Will the company rent them?!
A decade ago I had an interesting conversation with one of your engineers regarding making Designer available for download, to "jumpstart" the number of Designer-fluent developers. Then lo and behold, it magically appeared on OTN (if just for a couple of weeks). Now Oracle routinely makes all of it software free for the download. So you see, freely sharing ideas works.
You get your best ideas from your customers. So let us inside your organization just a little bit. Make your employees visible to us as they are to each other.
The sharing of ideas between customers and employees is hugely valuable and we do it today via many, many avenues (focus groups, online forums, customer support calls, etc).
Now, are these systems as collaborative as I'd like? Of course not, but we know its required and it's on our radar, so stay tuned.

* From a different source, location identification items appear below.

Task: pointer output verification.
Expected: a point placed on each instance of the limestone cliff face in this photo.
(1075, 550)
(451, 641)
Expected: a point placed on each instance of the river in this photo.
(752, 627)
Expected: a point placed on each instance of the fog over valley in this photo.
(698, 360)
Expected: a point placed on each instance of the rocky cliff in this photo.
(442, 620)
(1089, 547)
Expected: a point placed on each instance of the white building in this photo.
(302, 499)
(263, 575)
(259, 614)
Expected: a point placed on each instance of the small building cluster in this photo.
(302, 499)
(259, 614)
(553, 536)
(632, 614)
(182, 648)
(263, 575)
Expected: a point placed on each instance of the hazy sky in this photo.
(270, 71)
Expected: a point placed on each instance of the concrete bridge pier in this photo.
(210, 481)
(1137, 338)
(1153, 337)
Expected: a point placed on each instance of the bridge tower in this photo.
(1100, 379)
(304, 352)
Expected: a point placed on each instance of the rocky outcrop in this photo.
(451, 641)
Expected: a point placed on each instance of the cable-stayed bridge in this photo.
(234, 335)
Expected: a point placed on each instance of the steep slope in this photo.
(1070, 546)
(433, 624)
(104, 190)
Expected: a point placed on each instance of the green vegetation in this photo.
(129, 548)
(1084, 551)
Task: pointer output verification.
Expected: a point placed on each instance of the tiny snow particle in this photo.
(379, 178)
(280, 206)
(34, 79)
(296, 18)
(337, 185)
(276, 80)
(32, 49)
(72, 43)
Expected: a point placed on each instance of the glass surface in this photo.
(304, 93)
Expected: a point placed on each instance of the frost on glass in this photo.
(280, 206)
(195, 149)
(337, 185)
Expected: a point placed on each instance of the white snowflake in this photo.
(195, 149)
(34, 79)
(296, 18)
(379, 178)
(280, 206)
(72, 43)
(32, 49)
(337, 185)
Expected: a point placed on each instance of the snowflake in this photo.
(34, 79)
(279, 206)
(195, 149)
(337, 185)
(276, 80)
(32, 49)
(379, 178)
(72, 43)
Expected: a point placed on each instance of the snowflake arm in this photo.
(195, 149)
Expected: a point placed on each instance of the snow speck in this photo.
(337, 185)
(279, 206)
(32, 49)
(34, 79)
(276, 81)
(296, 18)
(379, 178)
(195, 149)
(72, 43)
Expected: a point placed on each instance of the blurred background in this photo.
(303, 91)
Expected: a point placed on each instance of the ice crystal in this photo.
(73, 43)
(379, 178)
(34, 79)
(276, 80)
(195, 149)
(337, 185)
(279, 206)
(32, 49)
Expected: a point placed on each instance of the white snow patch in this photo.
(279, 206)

The truth is that sharing ideas does not require a completely open social directory. In fact, there are lots of reasons (legal, competitive, IT security, etc) not to put an employee directory on the web. I can't name a single large (or small frankly) enterprise that does that today: GE, IBM, Bechtel, MSFT, ORCL, JP Morgan, etc, etc.
It's an interesting idea for sure, but given where the world is with the adoption of "2.0" I think the opening of everyone's corporate hierarchy is a ways off.
Thanks for the comments and pushing the envelope.
Paul
adrea@ufl.edu
I think you're looking for Rick Sauter over at Communitelligence.